China’s Religious Persecution Wrecks People’s Lives

Following CCP’s relentless crackdowns against The Church of Almighty God, numerous families are shattered as their loved ones are sent to prison for their faith.

by Deng Changlin 


An elderly woman awaiting her family
An elderly woman awaiting her family (Photo from the Internet)

The Office of the United Nations High Commissioner for Human Rights reported that in 2014–2018, at least 500,000  members of The Church of Almighty God (CAG)—the largest Chinese Christian new religious movement and the single most persecuted religious group in China—had to flee their homes because of the CCP’s oppression. At least 6,132 CAG believers were arrested and 1,355 given prison sentences for their faith last year, according to the Church’s 2019 Annual Report.

Not only the sentenced believers but also their families endure tremendous hardships while their loved ones spend time in prison. Two relatives of CAG believers share their stories with Bitter Winter.

A mother waiting to reunite with her daughter

“Mom, don’t worry about me, stay alive and well,” a 60-plus-year-old woman from southeastern China recalled her daughter’s words when she visited her in prison last December. Her daughter and son-in-law, members of the CAG in their 30s, were arrested in 2018 during one of the CCP’s unified arrest operations targeting the CAG.

While the two were in pre-trial detention, the woman used connections and bribes trying to visit them. But she was told that she would never be able to visit them, regardless of how much money she spends, because of the central government’s directives demanding severe punishment for CAG members. Besides, such cases are jointly overseen by Office 610, People’s Procuratorate, and Public Security Bureau. Since her daughter and son-in-law were both Church leaders, they were expected to get hefty sentences, the woman was informed.

The warning proved to be foretelling: In September last year, charged with “using a xie jiao organization to undermine law enforcement,” the daughter was sentenced to four and a half years and her husband to nine years in prison. Eleven other CAG members were also given prison sentences that day.

After several rounds of attempts, the woman finally managed to see her daughter, who had been held for over one year in a detention house. “She must have lost at least 20 pounds,” the woman remembered thinking when she saw her daughter’s withered and yellow face. “She was tortured after her arrest, resulting in one of her legs being nearly crippled.
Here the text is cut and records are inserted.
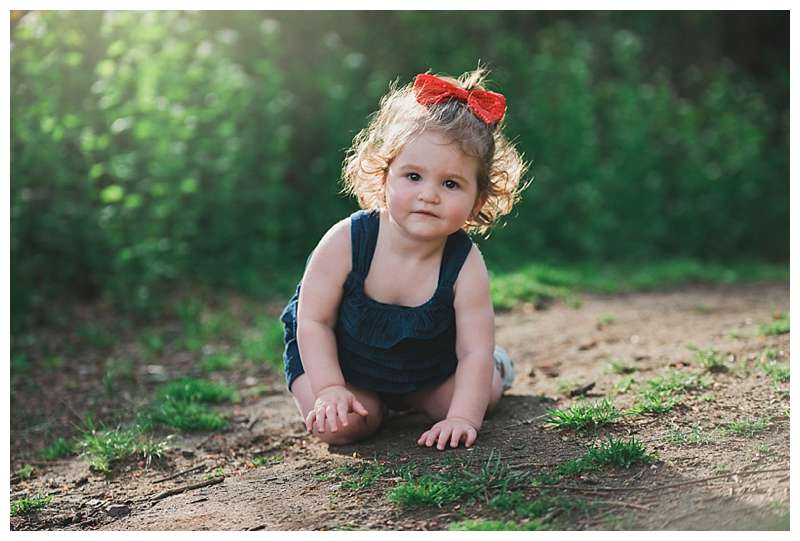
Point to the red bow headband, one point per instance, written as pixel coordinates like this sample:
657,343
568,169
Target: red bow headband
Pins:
488,106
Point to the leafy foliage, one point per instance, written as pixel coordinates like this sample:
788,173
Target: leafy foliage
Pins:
152,148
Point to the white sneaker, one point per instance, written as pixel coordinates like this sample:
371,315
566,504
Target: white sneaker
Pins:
505,366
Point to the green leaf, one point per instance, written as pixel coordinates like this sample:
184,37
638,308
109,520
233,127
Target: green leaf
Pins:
112,194
189,185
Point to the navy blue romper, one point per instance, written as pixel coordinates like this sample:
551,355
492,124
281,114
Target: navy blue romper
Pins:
387,348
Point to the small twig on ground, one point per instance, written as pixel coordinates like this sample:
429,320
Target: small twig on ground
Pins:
626,504
185,488
212,435
582,390
180,473
665,487
46,462
524,421
522,465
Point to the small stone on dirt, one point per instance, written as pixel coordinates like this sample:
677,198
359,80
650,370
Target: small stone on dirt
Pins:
118,510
I could hardly contain my tears how I wished to touch her hands to feel if they were cold when I saw her wearing a thin wadded jacket. But it was impossible because we were separated by glass and bars.”

The woman’s son-in-law was so skinny after the time in pre-trial detention that his father could hardly recognize him.

Worries about her daughter and son-in-law prevent the woman from sleeping, and her health, already weak from diabetes, has deteriorated. “I have to take good care of my health, but I can only think about my daughter and son-in-law returning home, so our family is reunited,” she said with expectation.

Children and mother left with no means to survive

In October last year, the police arrested a CAG member and her husband and then raided their house in the central province of Henan, confiscating all their savings of over 200,000 RMB (about $ 28,000).

“The police took away all my family’s savings, and my younger brother and I are left with no money,” the couple’s daughter, a high school student, lamented. “Our ailing grandma is almost 70 years old, and she has to work in a brickyard to earn our living. Her legs are covered with injuries, and her hands are blistered from carrying hot bricks.”

The girl said that she often imagines how the police torture and beat her parents. “I am so scared about their fate, and I sometimes worry that they will never come back home,” she added. “I also become absent-minded from missing my parents during classes in school and find it difficult to fall asleep. I am anxious about my 13-year-old brother, who is too young to take care of himself.”

She is also worried about her future. “I am implicated because of my mom’s belief in God,” the girl said. “I will be restricted from taking college entrance or civil service exams, which will hinder my future employment. My parents are innocent; they have done nothing wrong. The government took them away, merely for their belief.”